MTN scraps early Nigeria debt payment amid currency shortage

MTN Group Ltd. has abandoned plans to repay early about $500 million of debt held in Nigeria, saying it can’t get hold of dollars in the African wireless carrier’s biggest market.

“We had looked to do the early resettlement but currently we are not able to,” Nik Kershaw, head of investor relations, said by phone on Monday. “In Nigeria there is limited availability of the hard currency.”

MTN, which has more than 230 million mobile-phone customers in 22 countries, said Aug. 5 it was in talks with Nigeria’s Central Bank about the early repayment of borrowings to reduce exposure to the naira, which has weakened against the U.S. dollar this year. The Johannesburg-based company sees the naira deteriorating further, Kershaw said.

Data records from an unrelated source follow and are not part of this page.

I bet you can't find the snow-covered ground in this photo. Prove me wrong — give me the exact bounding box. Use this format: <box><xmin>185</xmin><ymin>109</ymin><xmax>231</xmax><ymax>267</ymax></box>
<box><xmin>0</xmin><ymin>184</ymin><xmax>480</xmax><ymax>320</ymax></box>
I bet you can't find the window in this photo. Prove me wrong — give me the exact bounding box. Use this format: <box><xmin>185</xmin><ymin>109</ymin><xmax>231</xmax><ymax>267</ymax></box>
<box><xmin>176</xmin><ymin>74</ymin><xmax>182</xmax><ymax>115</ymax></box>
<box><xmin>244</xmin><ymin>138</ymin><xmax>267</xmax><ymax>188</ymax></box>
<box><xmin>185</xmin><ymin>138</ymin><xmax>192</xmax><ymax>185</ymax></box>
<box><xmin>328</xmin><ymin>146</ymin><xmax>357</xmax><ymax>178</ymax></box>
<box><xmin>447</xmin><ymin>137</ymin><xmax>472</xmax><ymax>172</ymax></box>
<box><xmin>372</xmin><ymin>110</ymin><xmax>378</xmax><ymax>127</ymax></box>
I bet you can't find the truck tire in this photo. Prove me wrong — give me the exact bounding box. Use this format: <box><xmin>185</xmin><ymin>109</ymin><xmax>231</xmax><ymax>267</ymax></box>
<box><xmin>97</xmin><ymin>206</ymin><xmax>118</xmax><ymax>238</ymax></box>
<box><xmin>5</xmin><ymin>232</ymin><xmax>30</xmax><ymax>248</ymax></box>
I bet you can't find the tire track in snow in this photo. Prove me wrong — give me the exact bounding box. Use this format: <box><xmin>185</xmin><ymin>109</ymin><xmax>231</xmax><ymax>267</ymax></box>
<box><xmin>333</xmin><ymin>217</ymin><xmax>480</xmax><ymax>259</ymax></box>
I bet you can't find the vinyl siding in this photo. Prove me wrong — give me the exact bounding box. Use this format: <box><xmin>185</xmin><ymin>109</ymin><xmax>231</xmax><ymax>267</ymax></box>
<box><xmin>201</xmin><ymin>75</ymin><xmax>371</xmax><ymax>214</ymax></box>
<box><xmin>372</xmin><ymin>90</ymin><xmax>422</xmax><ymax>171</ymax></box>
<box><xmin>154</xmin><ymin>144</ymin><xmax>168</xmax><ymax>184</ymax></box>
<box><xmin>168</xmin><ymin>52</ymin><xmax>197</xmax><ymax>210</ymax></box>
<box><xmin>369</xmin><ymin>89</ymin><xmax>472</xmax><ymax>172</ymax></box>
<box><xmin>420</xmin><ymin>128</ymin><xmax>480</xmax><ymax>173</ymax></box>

Declines in emerging market currencies against the dollar, including the South African rand, will hurt the business, Kershaw said. The cost of importing handsets into South Africa could rise, for example, with the difference to be passed onto the consumer.

“If the handset pricing goes up because the currency weakens, it’s going to cost the consumer more,” Kershaw said.

The rand tumbled to a record low on Monday on concern plunging global commodity prices will worsen the country’s economic outlook. The currency traded 2 percent weaker at 13.2340 against the dollar as of 12:54 p.m. in Johannesburg. MTN shares declined 4.9 percent to 168.50 rand, compared with a 2.5 percent fall on the FTSE/JSE Africa Top 40 Index.

MTN will take time to consider how to respond to the rand’s weakness in terms of cost controls and investment plans, Kershaw said.

“When we do the next budget cycle we’ll review that,” he said. “We’re not going to have a short-term, knee jerk reaction to the currency moving, you need to see how things play out over the next couple of months.”